The media office is hierarchically structured but is operationally run like your regular newsroom. Decisions here are made horizontally. The media operations staff sit around a conference table for daily editorial meetings. We review the print and electronic press and the new media that is now making huge in-roads. Anything touching on Atiku is of interest to us. We discuss all the stories and determine our lines of action. We do pro-active plans and we carry them out as well.
The retention of Atiku Media Office didn’t happen by accident. The principal foresaw it and planned for it. When President Obasanjo fired me six months into my appointment as the V.P’s Spokesman, Atiku’s reaction was that this was better for us. “It is better you operate from outside the government.” At that time, he had an excellent media team in his office – certainly better than what the President had – Chris Mammah, Dr. Ojo Onukaba, Dr. Adeolu Akande and myself but the structures of government posed a peculiar operational challenge that we could not do our best for the Turaki. When I started this office, it never occurred to me that it would come this far.
From the feedbacks we are getting, this experiment, though costly, is very successful. At some point, you might be tempted to think where the Turaki would have been without the media office.

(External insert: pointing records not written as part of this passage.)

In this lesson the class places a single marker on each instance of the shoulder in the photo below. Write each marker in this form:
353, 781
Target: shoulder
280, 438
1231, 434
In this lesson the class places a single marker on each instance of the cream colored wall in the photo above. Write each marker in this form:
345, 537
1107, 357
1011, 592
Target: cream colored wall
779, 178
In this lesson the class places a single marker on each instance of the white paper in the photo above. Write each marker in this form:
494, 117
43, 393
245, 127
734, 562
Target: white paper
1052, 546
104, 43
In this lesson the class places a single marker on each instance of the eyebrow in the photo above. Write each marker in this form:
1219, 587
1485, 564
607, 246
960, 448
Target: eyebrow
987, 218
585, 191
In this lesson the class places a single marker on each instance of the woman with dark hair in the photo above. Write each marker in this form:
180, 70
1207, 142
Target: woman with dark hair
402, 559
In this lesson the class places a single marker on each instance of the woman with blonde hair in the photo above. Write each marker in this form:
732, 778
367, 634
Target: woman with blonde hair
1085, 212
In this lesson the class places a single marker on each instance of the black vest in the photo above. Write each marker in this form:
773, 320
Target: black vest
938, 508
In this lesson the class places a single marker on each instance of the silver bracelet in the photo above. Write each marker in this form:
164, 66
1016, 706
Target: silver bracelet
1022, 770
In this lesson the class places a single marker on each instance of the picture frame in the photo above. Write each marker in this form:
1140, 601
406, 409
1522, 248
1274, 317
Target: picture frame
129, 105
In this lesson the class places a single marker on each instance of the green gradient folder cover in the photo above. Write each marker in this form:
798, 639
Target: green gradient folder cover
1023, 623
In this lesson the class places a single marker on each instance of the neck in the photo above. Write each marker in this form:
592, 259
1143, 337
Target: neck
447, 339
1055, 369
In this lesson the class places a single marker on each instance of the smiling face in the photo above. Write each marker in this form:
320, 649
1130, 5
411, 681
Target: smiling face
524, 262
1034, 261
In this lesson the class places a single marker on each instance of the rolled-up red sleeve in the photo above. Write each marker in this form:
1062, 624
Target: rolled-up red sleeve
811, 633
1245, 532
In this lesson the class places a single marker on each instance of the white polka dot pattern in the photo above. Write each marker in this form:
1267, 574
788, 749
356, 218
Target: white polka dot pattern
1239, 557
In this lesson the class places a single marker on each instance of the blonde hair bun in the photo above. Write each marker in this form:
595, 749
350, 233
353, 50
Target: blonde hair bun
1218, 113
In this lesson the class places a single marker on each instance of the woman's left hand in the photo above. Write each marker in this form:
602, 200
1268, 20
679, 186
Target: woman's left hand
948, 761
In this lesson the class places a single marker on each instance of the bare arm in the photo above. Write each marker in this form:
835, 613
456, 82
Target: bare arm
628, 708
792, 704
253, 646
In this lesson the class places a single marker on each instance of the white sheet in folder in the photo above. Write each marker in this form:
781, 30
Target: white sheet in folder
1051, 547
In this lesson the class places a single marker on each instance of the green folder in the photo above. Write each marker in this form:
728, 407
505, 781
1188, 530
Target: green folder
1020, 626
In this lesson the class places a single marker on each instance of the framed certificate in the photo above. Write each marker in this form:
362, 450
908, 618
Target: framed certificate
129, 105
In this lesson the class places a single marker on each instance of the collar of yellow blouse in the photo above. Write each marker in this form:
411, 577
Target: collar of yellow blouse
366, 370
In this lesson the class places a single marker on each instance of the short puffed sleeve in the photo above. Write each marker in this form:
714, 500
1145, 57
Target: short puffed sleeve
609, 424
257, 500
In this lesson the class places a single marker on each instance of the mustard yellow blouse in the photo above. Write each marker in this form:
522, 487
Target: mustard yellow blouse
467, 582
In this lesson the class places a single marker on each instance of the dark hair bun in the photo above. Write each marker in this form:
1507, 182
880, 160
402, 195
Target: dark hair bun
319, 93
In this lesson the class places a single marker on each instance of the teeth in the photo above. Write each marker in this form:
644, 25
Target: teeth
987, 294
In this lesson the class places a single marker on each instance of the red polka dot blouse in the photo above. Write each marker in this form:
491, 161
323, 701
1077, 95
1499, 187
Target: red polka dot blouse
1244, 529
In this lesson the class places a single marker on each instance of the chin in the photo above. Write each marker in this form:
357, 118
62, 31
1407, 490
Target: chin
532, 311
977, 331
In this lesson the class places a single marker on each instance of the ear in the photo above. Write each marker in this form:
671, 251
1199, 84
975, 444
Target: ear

Nigerian politics owes this precedent to the Turaki. It is clear by now that no politician aspiring for any serious office would contemplate doing so without the consideration of a media office. Several have come here asking questions and we oblige them. We are not stingy with ideas so we freely impart them to whoever has asked for the know-how.
How much does it cost him to maintain the media office?
How much does it cost? It costs a lot of money and I won’t pretend to you about that. Our monthly salary even in a more or less low activity period as we are now in is itself a big sum. Most of us here are paid higher than our counterparts in the public service. A security man or gardener here earns higher than the start-up salary for university graduates in the civil service.
Media consultants like you are often saddled with managing media crises. Looking at your journey so far with Atiku, which of the crises would you consider more difficult in handling?
Turaki, like every other politician, is bound to attract the good and the bad in terms of public attention. Dealing with him in particular, you are doubly challenged because he is a man who shoots from the hip. He is not a pretender. He speaks his mind as he deems fit and you know yourself that truth and politics don’t always mix. There are times he speaks and you literally have to put your heart in your mouth. There is always tension with us because Turaki will depart from the written script at public events and tell you what is on his mind. In that respect, he is not an easy politician to manage.
Has the former vice president ever threatened you with sack? Has he ever rejected any of your work, maybe speech or something?
Those who know Turaki’s modus operandi will say that he is not a man who bandies about sack threats. There was never such an incident. What I find most fulfilling in the work I am doing for him is in the fact that he is trusting and has respect for my professional judgment. He respects my professional decisions all the time, in the same way I respect him as a guru politician. Politics is his specialty and I give the hats to him.
One wonders if your long stay with Atiku has forced you to join politics. Have you also become a politician?
I am not cut out for politics and I will not join. I enjoy being around them however, offering professional advice whenever I am requested to do. I see myself helping to promote the cause of democracy. Without democracy, a diverse country like Nigeria will not achieve development.